Set in Georgia in 1990 during the war, this quiet, powerful film tells the story of Iwo (Lembit Ulfsak), an Estonian man who has stayed behind in the region to harvest his crop of tangerines, and his neighbor, Juhan (Raivo Trass), also a tangerine farmer. The Georgian civil war has forced the rest of the locals to flee back to Estonia for safety in this tumultuous time.

After a bloody battle ensues nearby, Iwo takes in a Chechen soldier, Ahmed (Giorgi Nakashidze), a Muslim, and a Georgian soldier, Niko (Misha Meskhi), a Christian, who were both injured in the battle. These two sworn enemies promise not to kill each other as long as they are in Iwo’s house. Their performances are rooted in a palpable history.

This anti-war film leans towards the things that connect us as opposed to the those that separate us. What it has to say about current conditions between various religious factions all over the world is incredibly pertinent. Sit two humans next to each other and have them discover their commonalities and before long a bond can be formed.

Zara Urushadze directs this film with a quiet intimacy and humanity that is rarely seen in a war film. This is not strictly a war movie, merely a story set during a violent time in Georgia’s recent history. The quietness is its greatest strength, nominated for Best Foreign Language Film at the Oscars (2015) and losing out to Pawel Pawlikowski’s ‘Ida’, it is well deserving of acclaim and worth seeking out.

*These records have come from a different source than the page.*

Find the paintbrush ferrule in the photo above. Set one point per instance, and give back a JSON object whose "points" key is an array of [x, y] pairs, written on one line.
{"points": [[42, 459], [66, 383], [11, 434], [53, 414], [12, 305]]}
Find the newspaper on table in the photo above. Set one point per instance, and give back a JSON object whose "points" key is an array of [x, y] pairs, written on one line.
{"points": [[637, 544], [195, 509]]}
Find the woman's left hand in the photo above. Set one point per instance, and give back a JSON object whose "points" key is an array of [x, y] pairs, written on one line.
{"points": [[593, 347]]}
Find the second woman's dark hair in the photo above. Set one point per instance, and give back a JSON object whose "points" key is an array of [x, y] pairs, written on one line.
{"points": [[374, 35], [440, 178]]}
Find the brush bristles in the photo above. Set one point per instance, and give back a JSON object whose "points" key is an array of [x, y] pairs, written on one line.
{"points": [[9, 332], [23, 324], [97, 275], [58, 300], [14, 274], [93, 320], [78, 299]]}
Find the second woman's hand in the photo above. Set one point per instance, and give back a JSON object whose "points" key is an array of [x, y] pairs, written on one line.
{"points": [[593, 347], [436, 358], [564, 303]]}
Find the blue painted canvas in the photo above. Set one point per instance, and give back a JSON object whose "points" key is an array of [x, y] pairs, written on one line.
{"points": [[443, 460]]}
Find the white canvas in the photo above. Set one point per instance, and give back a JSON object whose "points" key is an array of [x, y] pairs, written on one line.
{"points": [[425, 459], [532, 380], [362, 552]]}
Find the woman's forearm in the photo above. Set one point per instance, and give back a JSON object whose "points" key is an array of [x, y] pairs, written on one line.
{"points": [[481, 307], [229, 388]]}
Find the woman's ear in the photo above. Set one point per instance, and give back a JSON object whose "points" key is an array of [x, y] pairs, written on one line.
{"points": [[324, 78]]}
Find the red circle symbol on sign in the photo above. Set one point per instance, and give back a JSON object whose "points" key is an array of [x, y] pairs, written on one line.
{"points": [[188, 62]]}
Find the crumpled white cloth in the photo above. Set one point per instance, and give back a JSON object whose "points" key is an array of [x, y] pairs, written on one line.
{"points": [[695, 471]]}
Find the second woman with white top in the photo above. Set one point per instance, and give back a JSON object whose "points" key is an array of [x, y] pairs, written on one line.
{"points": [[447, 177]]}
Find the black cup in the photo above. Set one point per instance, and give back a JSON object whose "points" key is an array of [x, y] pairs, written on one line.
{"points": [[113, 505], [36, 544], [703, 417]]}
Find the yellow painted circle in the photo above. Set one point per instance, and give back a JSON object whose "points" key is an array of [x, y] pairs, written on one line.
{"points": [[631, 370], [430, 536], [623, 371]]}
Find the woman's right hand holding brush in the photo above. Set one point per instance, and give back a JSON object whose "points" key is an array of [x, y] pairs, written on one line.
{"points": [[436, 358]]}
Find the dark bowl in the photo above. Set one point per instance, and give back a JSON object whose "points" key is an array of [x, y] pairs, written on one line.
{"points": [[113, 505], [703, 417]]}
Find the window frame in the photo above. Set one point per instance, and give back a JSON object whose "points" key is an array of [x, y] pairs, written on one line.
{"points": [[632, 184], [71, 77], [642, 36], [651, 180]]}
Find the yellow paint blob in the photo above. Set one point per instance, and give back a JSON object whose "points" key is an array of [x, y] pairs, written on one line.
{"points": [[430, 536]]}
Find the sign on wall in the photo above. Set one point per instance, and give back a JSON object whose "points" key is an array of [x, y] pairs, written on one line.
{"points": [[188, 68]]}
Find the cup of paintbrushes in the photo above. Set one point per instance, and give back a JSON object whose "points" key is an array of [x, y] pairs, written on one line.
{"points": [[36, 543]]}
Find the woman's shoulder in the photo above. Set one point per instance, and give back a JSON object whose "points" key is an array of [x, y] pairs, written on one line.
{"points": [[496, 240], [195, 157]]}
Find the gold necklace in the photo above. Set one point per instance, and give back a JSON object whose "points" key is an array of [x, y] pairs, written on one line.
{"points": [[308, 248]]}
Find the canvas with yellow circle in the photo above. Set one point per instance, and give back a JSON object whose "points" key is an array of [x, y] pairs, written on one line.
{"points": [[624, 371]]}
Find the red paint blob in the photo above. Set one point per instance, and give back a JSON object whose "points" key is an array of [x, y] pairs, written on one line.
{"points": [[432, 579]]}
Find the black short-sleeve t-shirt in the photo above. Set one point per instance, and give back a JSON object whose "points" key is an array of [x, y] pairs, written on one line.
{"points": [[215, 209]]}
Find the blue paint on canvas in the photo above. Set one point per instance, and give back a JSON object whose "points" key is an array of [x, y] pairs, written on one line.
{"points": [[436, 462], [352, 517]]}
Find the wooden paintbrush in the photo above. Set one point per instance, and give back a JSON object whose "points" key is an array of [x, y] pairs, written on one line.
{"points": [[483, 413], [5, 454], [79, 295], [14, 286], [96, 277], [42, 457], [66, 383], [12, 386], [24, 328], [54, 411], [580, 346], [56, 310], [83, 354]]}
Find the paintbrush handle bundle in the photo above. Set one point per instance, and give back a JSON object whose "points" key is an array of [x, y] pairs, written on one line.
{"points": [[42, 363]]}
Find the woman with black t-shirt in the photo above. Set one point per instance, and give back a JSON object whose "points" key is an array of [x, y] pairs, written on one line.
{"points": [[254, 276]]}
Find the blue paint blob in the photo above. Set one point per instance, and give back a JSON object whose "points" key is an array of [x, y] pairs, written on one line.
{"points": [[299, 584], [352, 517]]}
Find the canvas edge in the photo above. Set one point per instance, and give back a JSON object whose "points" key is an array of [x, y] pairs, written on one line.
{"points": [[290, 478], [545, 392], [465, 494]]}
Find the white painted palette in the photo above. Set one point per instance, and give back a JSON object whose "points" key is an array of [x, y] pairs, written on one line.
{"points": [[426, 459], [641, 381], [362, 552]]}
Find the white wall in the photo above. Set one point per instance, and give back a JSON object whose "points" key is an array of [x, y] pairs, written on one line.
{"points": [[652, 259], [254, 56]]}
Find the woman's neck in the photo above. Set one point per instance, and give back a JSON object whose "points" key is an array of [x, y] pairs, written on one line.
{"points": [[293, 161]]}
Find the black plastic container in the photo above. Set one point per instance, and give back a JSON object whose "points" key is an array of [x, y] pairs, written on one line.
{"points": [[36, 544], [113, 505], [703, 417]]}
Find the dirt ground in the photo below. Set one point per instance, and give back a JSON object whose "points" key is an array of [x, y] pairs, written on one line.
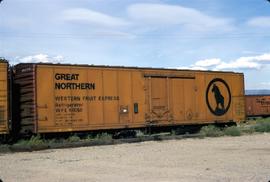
{"points": [[245, 158]]}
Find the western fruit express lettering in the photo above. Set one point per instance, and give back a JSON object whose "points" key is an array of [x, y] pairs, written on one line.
{"points": [[68, 84]]}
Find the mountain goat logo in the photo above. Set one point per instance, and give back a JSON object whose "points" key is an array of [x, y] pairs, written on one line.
{"points": [[218, 107]]}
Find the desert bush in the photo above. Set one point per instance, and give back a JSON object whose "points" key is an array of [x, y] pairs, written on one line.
{"points": [[262, 125]]}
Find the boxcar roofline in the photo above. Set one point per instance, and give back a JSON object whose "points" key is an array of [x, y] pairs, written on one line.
{"points": [[129, 67]]}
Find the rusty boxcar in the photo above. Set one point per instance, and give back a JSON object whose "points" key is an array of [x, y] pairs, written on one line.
{"points": [[63, 98], [257, 105], [4, 98]]}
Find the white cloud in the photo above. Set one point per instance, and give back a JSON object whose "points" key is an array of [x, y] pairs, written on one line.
{"points": [[41, 58], [208, 62], [88, 16], [161, 14], [262, 22], [242, 63]]}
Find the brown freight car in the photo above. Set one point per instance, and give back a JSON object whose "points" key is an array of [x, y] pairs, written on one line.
{"points": [[62, 98], [4, 98], [257, 105]]}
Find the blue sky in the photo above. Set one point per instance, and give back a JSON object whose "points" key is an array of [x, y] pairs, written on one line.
{"points": [[224, 35]]}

The acting is brilliant, quiet and grounded; the cinematography by Rein Kotov is beautiful, capturing the village and the surrounding mountainous areas with simplicity and is more powerful because of it. The music is both haunting and filled with memories composed by Niaz Diasamidze. The motif theme for the film is below:


This is a film that many will not see and more’s the shame; it’s Georgian, subtitled, has very little in the way of action but is more powerful and important than a hundred studio movies put together; it is a deep, moving, anti-war film underpins the drama with the unsettling threat of battle always round the corner.

I want to see more of these; well-made, intelligent films that tackle serious subjects with subtlety and sensitivity.